Robert Melville described Bridgwater's paintings as depicting "the saddening, half-seen 'presences' encountered by the artist on her journey through the labyrinths of good and evil ... although they are dreamlike in their ambiguity they are realistic documents from a region of phantasmal hopes and murky desires where few stay to observe and fewer still remain clear-sighted."

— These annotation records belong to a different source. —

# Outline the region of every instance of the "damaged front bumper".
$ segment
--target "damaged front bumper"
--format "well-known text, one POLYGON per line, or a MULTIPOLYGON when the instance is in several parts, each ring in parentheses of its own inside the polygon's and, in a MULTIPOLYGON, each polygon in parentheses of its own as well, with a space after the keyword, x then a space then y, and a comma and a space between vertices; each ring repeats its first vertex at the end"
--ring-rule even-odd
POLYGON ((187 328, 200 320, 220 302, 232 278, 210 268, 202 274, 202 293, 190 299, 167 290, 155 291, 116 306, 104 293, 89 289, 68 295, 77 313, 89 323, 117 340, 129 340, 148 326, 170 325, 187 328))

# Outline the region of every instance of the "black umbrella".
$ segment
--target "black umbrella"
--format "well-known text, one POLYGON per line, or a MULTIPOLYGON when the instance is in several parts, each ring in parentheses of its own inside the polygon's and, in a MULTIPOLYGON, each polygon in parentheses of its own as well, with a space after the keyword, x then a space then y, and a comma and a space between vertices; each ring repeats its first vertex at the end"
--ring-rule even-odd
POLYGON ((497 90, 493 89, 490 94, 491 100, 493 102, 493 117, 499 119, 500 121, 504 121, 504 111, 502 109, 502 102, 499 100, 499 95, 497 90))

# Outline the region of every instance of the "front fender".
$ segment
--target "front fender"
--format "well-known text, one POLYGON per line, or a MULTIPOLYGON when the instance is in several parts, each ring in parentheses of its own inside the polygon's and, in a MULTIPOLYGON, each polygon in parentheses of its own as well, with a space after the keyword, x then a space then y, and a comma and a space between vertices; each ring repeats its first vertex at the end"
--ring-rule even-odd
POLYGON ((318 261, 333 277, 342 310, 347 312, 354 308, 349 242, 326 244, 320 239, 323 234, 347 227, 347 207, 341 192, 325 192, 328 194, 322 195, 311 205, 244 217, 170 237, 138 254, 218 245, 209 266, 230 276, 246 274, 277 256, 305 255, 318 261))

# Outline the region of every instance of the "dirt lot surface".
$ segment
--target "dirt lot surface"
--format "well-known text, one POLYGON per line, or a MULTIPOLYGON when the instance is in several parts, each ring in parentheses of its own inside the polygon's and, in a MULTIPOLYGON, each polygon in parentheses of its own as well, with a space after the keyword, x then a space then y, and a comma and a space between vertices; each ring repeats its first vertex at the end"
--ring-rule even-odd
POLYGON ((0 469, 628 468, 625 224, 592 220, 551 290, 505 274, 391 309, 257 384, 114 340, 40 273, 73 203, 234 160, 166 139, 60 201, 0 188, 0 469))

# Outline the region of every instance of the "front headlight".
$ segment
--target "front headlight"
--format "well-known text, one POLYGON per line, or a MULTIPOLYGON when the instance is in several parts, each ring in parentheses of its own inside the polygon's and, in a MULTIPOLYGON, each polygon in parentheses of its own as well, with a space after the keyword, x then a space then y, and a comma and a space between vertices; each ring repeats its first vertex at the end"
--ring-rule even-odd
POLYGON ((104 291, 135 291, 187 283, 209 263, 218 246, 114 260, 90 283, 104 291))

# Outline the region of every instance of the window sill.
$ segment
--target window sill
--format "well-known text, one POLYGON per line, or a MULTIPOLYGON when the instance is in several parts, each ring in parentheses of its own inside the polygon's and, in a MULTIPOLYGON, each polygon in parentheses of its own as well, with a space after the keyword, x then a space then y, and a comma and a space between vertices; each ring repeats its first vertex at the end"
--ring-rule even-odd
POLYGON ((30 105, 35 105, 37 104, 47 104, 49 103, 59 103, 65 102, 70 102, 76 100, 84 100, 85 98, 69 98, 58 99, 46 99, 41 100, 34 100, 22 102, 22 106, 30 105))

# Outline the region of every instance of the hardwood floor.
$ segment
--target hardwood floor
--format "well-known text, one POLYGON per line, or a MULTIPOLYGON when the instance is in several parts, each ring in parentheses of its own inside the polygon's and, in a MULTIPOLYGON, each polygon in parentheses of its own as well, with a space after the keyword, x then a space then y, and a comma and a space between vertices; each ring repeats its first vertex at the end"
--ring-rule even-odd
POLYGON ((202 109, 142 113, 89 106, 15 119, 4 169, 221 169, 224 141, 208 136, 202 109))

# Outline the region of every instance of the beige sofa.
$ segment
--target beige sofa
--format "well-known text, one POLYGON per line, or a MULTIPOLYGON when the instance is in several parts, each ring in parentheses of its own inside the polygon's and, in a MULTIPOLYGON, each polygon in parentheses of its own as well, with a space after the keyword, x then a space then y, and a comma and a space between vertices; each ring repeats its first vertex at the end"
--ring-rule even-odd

Her obituary in The Independent said "Her paintings show an ability to enter a personal dream world and transform the visions she experienced there into bold, unselfconscious, emotionally charged landscapes which more often than not strike into the very depths of one's mind. Using a limited palette and painting thickly, she was able to bring together seemingly unrelated objects which she used to fill desolate landscapes, giving the paintings a narrative quality of her own making."

==Exhibitions==

Emmy Bridgwater, Untitled (1941), Pen and ink on paper

- 1937 - The Birmingham Group, Lucy Wertheim Gallery, London
- 1938 - The Birmingham Group, Birmingham Museum and Art Gallery, Birmingham
- 193? - London Gallery, London
- 1939 - As We See Ourselves, Chapman Galleries, Birmingham
- 1942 - Emmy Bridgwater (Solo Exhibition), Modern Gallery, London
- 1947 - Coventry Art Circle Exhibition, Coventry
- 1947 - Exposition Internationale du Surrealisme, Galerie Maeght, Paris
- 1948 - Coventry Art Circle Exhibition, Coventry
- 1949 - Birmingham Artists Committee Invitation Exhibition, Royal Birmingham Society of Artists, Birmingham
- 1951 - Coventry Art Circle Exhibition, Coventry
- 1971 - Britain's Contribution to Surrealism of the 30s and 40s, Hamet Gallery, London
- 1982 - Peinture Surrealiste en Angleterre 1930-1960: Les Enfants d'Alice, Galerie 1900-2000, Paris
- 1985 - A Salute to British Surrealism 1930-1950, The Minories, Colchester; Blond Fine Art, London and Ferens Art Gallery, Hull
- 1985 - British Woman Surrealists, Blond Fine Art, London
- 1986 - Surrealism in England 1936 and after, Herbert Read Gallery, Canterbury
- 1986 - Contrariwise, Surrealism in Britain 1930-1936, Glynn Vivian Art Gallery, Swansea
- 1986 - Surrealism in Britain in the Thirties: Angels of Anarchy and Machines for Making Clouds, Leeds City Art Gallery, Leeds
- 1987 - Surrealismi, Retretti Art Centre, Suomi, Finland
- 1988 - I Surrealisti, Palazzo Reale, Milan, Italy
- 1989 - Die Surrealisten, Schirn Kunsthalle, Frankfurt, Germany
- 1989 - British Surrealism, Blond Fine Art, London
- 1990 - Emmy Bridgwater, Blond Fine Art, London
- 1991 - The Birmingham Surrealist Group, John Bonham Murray Feely Fine Art, London
- 1992 - Ten Decades - Ten Women Artists born 1897-1906, Norwich Gallery
- 1992 - The Foundations of Behaviour, John Bonham Murray Feely Fine Art, London
- 1995 - Real Surreal: British and European Surrealism, Wolverhampton Art Gallery
- 1996 - Emmy Bridgwater/Conroy Maddox: The Last Surrealists, Blond Fine Art, London
- 1996 - The Inner Eye, National Touring Exhibition

== Bibliography ==
Michel Remy (1997), ‘Emmy Bridgwater poète et peintre présentée par Michel Remy’ (with translations of twelve poems), Pleine Marge, 26 (December 1997), pp. 25–55. ISSN: 1255-1619

Lisa Rüll (2022), ‘Lost and Found: Family, Mythology and Emmy Bridgwater’, Emmy Bridgwater: The Edge of Beyond, Exh.cat., The Mayor Gallery, London, 1 December 2022 – 27 January 2023, pp. 20–41. ISBN 978-0-7093-0235-3

Ruth Millington (2022), ‘Emmy Bridgwater: A Surrealist State of Mind’, Emmy Bridgwater: The Edge of Beyond, Exh.cat., The Mayor Gallery, London, 1 December 2022 – 27 January 2023, pp. 5–9. ISBN 978-0-7093-0235-3

Tor Scott (2022), ‘Emmy Bridgwater and “The Spaces Where Swallows Try Their Turns”’, Emmy Bridgwater: The Edge of Beyond, Exh.cat., The Mayor Gallery, London, 1 December 2022 – 27 January 2023, pp. 11–19. ISBN 978-0-7093-0235-3

Silvano Levy (2026), Emmy Bridgwater: Surrealism of Angst (Paul Holberton Publishing, London), 208pp. ISBN 978-1-913645-99-1

== Commemoration ==
A blue plaque commemorating Bridgwater was unveiled at Birmingham Museum and Art Gallery by Birmingham Civic Society and then attached to her birthplace and former home in Lee Crescent, Edgbaston in August 2019.